JW Marriott brought along its signature Spa by JW concept, but gave it an African makeover. Occupying a trio of tents near the pool, it’s a welcome spot for post-safari rubdowns and sunburn-soothing facials done with all-natural spa products from South African skincare brand Healing Earth. Treatment rooms overlook the bush where, if you’re lucky, you’ll spot baboons and zebras strolling past while a soft-spoken therapist kneads your muscles into blissful submission. For a little more action, there’s a breezy gym tent with on-theme equipment made from leather and polished wood, as well as guided sunset yoga sessions around the pool.
The Masai Mara National Reserve unfurls across the river. This is one of Kenya’s most popular safari spots for good reason; the vast national park is prime Big Five territory, which means you’re almost guaranteed to encounter lions, elephants, cape buffaloes, and with a pinch of luck you might spot the more elusive rhinos and leopards. Herds of zebras, giraffes, and gazelles hop past as soon as you leave the camp in a semi-open safari jeep (game drivers are included in the room rate), while the Talek River and the nearby watering hole attract baboons, hippos, and even the occasional Nile crocodile. The camp’s position on the reserve’s northeastern perimeter also puts guests relatively close to the area's famed wildebeest migration action, which takes place from July to October.
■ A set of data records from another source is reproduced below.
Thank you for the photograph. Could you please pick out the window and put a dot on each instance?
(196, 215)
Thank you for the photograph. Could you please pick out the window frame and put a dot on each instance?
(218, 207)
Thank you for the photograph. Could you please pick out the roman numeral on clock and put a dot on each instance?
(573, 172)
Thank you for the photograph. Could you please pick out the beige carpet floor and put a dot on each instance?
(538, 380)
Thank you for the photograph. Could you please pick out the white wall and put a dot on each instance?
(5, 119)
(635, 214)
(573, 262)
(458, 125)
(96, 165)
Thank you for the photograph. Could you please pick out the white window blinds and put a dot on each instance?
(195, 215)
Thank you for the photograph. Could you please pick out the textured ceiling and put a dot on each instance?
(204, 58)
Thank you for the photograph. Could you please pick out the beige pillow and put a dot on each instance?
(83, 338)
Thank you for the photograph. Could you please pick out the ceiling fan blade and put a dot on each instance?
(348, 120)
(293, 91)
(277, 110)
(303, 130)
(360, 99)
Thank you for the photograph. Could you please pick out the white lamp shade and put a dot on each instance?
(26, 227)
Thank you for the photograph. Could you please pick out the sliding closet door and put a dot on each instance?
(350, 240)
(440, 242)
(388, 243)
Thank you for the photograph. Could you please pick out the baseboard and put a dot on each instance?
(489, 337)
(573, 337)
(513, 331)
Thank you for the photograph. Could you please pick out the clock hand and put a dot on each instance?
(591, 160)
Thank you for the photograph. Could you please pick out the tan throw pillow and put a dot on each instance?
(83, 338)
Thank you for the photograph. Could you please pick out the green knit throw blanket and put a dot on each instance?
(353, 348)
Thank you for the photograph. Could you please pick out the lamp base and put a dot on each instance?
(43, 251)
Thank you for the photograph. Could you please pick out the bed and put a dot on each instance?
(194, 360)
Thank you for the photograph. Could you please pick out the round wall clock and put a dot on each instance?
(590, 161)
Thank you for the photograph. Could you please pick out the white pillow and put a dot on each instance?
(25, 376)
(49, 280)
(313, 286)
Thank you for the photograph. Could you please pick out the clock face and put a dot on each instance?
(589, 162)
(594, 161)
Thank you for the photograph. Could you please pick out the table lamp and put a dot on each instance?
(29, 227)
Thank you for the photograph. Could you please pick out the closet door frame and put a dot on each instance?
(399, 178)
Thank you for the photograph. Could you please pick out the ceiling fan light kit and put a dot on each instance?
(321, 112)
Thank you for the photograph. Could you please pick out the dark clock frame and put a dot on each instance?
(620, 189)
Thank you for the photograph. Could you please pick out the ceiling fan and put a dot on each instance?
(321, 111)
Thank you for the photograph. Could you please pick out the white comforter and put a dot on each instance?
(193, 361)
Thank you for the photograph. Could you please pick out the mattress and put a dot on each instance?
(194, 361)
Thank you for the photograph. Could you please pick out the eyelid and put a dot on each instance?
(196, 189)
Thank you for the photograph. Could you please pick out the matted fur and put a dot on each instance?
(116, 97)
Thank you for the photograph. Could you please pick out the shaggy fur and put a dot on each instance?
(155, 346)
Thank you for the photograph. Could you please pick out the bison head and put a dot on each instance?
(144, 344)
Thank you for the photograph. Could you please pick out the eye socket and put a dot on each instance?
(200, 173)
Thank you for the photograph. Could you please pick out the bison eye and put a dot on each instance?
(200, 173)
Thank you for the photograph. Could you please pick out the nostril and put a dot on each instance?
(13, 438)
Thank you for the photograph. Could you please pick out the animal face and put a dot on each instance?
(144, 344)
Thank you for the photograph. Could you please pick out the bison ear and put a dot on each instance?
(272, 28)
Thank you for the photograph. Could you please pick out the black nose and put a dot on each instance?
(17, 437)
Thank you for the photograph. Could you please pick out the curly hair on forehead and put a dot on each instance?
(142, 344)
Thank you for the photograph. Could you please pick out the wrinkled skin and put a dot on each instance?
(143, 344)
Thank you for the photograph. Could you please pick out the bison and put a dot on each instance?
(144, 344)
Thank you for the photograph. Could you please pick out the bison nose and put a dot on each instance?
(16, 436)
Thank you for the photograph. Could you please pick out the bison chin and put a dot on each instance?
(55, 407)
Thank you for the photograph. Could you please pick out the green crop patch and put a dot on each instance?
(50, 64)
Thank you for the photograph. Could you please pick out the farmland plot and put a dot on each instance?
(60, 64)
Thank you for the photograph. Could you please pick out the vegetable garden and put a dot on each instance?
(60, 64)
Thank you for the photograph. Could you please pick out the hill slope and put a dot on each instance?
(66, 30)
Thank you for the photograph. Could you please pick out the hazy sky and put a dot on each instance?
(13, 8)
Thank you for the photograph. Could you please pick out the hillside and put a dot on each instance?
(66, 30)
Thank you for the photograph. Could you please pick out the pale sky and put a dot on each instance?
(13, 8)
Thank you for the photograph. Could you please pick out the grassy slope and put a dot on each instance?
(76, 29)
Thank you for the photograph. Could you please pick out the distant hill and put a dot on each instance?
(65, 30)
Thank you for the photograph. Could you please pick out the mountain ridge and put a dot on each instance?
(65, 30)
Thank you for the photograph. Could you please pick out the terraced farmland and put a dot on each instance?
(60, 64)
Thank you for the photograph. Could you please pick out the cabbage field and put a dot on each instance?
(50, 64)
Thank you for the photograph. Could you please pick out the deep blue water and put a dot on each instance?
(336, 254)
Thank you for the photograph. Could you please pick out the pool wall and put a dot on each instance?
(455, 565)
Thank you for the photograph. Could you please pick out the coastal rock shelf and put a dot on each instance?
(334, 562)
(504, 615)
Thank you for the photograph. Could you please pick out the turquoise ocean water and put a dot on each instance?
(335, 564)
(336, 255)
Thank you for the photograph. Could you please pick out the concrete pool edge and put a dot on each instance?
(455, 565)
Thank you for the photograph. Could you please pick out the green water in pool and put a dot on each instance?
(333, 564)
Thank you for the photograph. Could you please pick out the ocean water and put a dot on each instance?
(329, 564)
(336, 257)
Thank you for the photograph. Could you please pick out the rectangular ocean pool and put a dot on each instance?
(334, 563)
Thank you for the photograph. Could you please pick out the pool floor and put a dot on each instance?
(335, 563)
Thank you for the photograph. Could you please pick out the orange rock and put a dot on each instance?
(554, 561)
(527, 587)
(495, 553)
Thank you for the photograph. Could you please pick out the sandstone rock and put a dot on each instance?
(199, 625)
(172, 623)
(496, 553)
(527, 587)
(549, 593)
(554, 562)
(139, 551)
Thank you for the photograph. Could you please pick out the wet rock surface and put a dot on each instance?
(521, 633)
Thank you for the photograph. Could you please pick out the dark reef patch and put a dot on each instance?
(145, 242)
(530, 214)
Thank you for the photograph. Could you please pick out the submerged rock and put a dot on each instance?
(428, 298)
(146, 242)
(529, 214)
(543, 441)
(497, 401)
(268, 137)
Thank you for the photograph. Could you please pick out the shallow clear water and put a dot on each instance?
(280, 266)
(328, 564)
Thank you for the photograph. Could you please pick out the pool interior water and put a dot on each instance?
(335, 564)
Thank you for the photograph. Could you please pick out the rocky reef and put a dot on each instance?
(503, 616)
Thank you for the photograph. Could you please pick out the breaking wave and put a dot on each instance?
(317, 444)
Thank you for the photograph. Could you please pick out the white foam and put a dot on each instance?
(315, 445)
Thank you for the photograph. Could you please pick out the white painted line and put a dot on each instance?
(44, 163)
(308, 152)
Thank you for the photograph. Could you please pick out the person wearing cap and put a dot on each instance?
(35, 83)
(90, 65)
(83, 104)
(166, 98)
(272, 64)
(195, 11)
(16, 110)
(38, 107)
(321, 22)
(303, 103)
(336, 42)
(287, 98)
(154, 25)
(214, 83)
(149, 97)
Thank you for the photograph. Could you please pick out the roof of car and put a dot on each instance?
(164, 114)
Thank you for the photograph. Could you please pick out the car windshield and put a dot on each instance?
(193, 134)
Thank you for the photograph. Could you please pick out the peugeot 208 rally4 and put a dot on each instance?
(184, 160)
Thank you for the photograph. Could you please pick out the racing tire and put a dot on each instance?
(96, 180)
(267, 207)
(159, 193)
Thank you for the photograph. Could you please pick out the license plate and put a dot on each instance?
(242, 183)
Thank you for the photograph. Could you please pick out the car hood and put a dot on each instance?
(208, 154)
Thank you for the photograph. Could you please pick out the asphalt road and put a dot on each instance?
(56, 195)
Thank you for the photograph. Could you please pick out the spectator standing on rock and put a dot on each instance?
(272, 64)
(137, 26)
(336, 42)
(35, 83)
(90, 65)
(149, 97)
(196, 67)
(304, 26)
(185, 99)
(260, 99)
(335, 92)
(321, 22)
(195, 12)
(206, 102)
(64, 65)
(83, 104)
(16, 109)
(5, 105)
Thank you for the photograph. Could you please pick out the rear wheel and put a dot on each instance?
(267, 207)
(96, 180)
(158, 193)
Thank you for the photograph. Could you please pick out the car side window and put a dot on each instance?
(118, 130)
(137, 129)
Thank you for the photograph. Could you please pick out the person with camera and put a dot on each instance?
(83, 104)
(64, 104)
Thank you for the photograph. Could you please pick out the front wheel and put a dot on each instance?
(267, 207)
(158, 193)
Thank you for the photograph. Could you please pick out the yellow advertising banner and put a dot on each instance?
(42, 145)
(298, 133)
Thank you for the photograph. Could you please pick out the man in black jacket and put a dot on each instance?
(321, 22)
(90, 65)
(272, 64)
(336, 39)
“Hospitality from the heart” is one of those hackneyed hotel-lingo terms – but I fail to find a better phrase to describe the genuine and warm service here. From the hand-written goodnight notes by my housekeeper, Mercy, to the endless post-safari chats with ever-cheery restaurant manager Thelma and her team, every interaction was a delight, and felt far from contrived. Even better, the hotel has made it a mission to have an overall staff that's at least 70 per cent Maasai locals. In my stay during the first month of operation, that count hovered around 65 per cent. Many of them had only just kicked off their hospitality careers, a fact that was hard to believe thanks to the team’s cheery attitudes and casual confidence.
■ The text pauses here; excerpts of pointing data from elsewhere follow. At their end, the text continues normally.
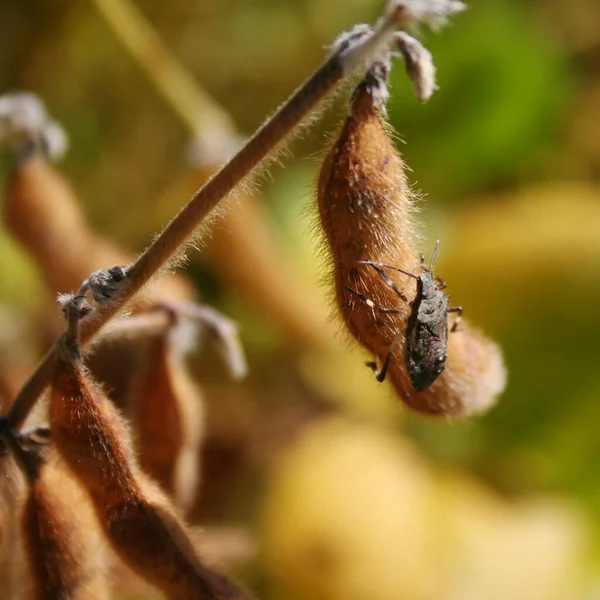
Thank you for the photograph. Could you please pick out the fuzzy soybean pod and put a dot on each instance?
(63, 546)
(366, 212)
(42, 211)
(168, 415)
(138, 519)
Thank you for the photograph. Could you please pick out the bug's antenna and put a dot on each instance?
(437, 243)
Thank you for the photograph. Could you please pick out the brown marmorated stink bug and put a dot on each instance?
(426, 344)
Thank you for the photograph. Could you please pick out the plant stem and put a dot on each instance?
(357, 52)
(193, 105)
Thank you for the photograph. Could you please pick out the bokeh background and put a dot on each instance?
(345, 493)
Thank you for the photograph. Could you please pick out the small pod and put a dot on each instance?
(366, 212)
(43, 212)
(136, 516)
(63, 545)
(168, 415)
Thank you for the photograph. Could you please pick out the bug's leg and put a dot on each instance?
(456, 309)
(380, 375)
(371, 304)
(386, 278)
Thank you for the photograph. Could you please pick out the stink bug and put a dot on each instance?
(426, 333)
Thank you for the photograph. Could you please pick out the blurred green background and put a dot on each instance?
(506, 154)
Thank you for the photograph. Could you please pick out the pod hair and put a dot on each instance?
(63, 546)
(366, 212)
(137, 518)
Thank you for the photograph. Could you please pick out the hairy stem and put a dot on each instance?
(356, 51)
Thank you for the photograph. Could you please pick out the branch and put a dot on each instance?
(354, 51)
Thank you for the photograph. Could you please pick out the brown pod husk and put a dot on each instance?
(168, 415)
(42, 211)
(137, 517)
(365, 208)
(63, 544)
(12, 494)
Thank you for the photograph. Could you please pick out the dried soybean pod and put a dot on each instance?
(365, 208)
(43, 212)
(137, 518)
(167, 410)
(62, 542)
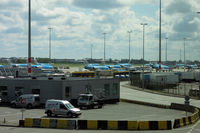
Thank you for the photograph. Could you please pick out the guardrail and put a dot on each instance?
(118, 124)
(48, 123)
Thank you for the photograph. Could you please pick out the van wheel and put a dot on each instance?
(70, 114)
(13, 105)
(29, 106)
(49, 113)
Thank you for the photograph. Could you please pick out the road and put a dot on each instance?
(190, 129)
(132, 94)
(120, 111)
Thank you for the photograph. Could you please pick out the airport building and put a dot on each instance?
(60, 88)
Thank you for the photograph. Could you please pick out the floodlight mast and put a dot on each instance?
(29, 38)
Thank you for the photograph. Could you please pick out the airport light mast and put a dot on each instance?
(143, 24)
(184, 54)
(50, 44)
(29, 38)
(130, 45)
(166, 50)
(91, 51)
(199, 75)
(160, 39)
(104, 47)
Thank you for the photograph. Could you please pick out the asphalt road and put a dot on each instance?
(120, 111)
(190, 129)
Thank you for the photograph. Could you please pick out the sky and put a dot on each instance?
(78, 25)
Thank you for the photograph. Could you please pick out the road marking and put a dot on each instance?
(192, 128)
(9, 114)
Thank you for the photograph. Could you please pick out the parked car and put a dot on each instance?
(61, 107)
(89, 101)
(194, 92)
(26, 101)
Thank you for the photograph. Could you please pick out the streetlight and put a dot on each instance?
(91, 51)
(29, 38)
(130, 45)
(143, 24)
(104, 47)
(184, 54)
(166, 50)
(160, 38)
(50, 44)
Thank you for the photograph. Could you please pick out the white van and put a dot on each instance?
(61, 107)
(27, 101)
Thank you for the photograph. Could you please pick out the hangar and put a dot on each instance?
(60, 88)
The lodge welcomes children ages six and up, and has a family suite with two separate bedrooms for larger groups. While there’s no kids club (or TVs), a library stocked with board games offers plenty of after-dark and rainy-day entertainment.
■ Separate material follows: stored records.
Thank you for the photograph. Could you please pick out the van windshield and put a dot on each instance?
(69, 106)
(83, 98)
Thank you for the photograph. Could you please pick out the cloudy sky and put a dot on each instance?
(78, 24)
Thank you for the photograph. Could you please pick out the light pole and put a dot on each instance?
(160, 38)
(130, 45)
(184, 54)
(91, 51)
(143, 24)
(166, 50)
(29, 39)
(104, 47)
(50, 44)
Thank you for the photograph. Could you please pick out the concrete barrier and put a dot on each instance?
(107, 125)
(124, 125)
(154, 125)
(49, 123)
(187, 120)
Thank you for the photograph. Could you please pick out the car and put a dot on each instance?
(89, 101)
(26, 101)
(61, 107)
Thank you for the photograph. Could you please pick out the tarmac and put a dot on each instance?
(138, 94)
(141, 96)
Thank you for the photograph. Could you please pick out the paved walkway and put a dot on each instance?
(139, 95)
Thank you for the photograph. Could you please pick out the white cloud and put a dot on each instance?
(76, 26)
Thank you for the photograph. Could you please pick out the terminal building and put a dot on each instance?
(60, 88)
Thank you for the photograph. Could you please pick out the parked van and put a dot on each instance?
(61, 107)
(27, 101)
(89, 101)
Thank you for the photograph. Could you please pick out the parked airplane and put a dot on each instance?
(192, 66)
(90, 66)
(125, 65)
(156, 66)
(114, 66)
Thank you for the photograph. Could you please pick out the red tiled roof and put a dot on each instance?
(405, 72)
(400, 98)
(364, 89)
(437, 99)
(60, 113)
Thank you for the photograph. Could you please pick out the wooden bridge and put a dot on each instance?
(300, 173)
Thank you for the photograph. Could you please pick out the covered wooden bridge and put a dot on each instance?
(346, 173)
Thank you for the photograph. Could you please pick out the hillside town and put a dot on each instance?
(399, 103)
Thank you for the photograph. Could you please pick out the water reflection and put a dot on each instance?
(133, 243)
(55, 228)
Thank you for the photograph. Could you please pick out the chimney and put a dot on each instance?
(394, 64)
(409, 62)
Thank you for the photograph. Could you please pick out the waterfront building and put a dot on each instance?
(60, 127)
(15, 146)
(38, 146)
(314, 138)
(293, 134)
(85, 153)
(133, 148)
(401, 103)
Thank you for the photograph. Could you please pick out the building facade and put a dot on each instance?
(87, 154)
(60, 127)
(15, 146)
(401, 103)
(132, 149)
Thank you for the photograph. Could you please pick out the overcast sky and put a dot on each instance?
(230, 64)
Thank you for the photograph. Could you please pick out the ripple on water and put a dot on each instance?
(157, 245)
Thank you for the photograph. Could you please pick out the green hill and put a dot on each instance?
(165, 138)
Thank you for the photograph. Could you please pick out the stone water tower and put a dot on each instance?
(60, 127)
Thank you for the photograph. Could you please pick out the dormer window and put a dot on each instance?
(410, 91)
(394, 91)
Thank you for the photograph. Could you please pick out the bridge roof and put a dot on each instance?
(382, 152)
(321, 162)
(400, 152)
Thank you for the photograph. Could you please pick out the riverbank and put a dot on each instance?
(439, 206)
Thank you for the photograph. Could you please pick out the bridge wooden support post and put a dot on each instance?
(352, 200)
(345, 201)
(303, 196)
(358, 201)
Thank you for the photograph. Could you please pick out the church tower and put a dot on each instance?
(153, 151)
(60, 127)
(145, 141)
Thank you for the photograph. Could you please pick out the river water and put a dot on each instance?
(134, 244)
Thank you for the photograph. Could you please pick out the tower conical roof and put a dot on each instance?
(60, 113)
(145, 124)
A lodge of this calibre located in a natural reserve may never be truly sustainable, but the hotel strives to keep its environmental footprint as small as possible: most of the camp has been built from responsibly sourced wood around the existing vegetation, while keeping wildlife migration routes intact. On the resource front, solar panels and a thermodynamic water heater convert Kenya’s plentiful sunshine into electricity for the on-site water borehole (which provides water that’s filtered and distributed to both the lodge and nearby local communities) and hot showers. While there’s still plenty of room for improvement, it’s encouraging to see that sustainability isn’t an afterthought in this wild setting.
All public areas and three of the tents are accessible for wheelchair users; one of those has a bathroom adapted for ADA standards.
Anything left to mention?
To increase your chances of spotting wildlife from your balcony, ask for tent 19 or 20: Both overlook the camp’s animal crossing, which sees elephants, zebras and even lions pass through at night.